Treblinka: The Rails Ran Only One Way

A few weeks ago I went into the deep woods in Poland with a friend. For him, it was a return trip, one that members of his family had almost certainly taken some fifty years ago. For me, it was entry into an era I have often written and spoken about. But never before have I been personally exposed to the aura of death and despair that still seems to foul the air over the place.

Our destination was Treblinka, so named for a small village a short distance from the death camp. To reach the place, you follow the railroad past the town and off into a nearly impenetrable forest. Upon entering the camp, you get the sense that this spot was chosen—beyond the view of civilized people—to inflict the worst forms of extermination that demonically deranged minds could conjure up. Treblinka was not constructed with the thought of holding prisoners of the Reich for a period of time, although it served that purpose for some Poles incarcerated there. The camp was designed as a killing factory, and, before it was over, Nazi overlords could marvel at the level of efficiency accomplished by their experts in genocide. The ghastly figures totaled after the war brought the number of Jews, Poles, and Gypsies passing through Treblinka’s gas chambers and ovens to approximately 800,000.

The camp is gone now, burned by the Nazis in an effort to put grass where ashes, blood, and bones had fallen. Truth will out, however, and the very size of the tragedy proved far too large to be hidden beneath a carpet of green. Indeed, all of the grass in God’s universe could not cover the mountain of iniquity that was Treblinka. Today, a large monument stands directly over the site of the crematorium. All around the memorial stand rows of large, sentinel-like stones with names of towns and people inscribed on each of them.

For me, the enormity of the atrocities strewn across the many acres of the Treblinka death camp was discovered beyond the rail line, the barracks, the gas chambers, and the ovens. I found it where we stood overlooking a massive excavation. It looked to me like a small version of the Grand Canyon, with craggy sides sloping into a depression of perhaps one hundred feet or more. In the distance we could see where the gash closed to the level of the surface once again, but it appeared to be a very long way from us. We were viewing a gravel pit, but its central purpose was not to provide the stuff essential to making cement. That pit was designed as a place where Jews could be worked to death or into a state of exhaustion that would provide the excuse for a bullet in the head.

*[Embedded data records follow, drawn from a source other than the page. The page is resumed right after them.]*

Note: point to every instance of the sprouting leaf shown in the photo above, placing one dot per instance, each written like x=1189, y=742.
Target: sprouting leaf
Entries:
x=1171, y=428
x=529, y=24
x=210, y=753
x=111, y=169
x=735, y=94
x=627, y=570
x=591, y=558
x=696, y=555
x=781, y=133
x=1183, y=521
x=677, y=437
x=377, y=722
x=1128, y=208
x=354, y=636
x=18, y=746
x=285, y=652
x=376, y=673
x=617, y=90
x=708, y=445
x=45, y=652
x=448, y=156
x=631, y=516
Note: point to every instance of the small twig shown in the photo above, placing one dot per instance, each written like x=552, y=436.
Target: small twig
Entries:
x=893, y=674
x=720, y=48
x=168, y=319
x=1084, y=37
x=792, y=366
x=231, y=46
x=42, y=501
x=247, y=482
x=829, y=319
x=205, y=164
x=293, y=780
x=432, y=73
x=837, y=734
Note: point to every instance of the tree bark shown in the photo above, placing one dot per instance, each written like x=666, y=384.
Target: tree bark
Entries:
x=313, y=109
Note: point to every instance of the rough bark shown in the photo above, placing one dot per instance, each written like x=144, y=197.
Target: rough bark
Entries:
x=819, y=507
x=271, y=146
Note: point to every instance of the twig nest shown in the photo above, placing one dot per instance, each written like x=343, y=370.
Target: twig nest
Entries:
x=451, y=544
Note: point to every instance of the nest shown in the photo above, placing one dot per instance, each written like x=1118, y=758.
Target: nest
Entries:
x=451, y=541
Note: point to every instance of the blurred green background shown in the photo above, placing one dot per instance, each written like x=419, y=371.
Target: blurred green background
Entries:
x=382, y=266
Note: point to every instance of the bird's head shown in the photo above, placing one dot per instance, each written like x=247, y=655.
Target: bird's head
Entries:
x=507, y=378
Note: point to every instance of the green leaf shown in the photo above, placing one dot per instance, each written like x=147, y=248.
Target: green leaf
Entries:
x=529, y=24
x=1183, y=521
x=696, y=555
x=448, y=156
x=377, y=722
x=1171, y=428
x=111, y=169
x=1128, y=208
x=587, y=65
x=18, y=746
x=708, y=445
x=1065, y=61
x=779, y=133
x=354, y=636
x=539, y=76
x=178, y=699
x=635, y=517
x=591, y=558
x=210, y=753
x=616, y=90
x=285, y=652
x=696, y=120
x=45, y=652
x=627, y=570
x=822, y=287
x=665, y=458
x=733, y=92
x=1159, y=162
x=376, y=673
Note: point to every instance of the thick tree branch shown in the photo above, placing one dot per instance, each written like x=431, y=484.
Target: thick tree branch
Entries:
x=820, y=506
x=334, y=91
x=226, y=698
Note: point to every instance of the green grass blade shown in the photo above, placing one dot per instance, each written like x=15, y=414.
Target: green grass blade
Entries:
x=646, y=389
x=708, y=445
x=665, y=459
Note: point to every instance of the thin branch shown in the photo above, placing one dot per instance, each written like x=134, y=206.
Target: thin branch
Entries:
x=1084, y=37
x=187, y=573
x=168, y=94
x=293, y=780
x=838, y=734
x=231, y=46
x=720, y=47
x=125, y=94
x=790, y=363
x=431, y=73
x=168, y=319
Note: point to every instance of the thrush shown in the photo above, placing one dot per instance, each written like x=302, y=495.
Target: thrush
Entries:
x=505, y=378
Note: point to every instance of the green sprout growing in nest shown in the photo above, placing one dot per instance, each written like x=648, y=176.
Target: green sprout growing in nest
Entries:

It was there, before that gaping slash in the earth, that the full weight of what had transpired in the woods of Treblinka came home to me. Although every building has been destroyed, that massive, grave-like memorial endures. To look down into a pit where virtually every shovel of earth excavated was hoisted by a Jewish man or boy marked for death evokes an inexpressible emotion. The muted groans, the echoes of pistol shots invading wasted bodies too weak to resist, and the rumble of carts carrying away human remains to the ovens have not vacated the premises.

Two words inscribed on the monument in the center of the camp capture the essence of what a visit to this loathsome place will burn into the mind. It says in several languages: “Never again.”

I cannot imagine that anyone going there will not fervently agree that there must never be another Treblinka and—while leaving their tears and the grip of constricted throats behind—be heard, in one way or another, to utter the words “Never again” as they depart.

On the ride back to Warsaw, sitting beside my friend who was obviously lost in thoughts of his family and better days, my mind was running toward “Never again.” Yes, I thought, there must never be another Treblinka. But, as we left the place, I was thinking “Never again” in a different context. I was glad to have left Treblinka behind me—I don’t think I want to go back again.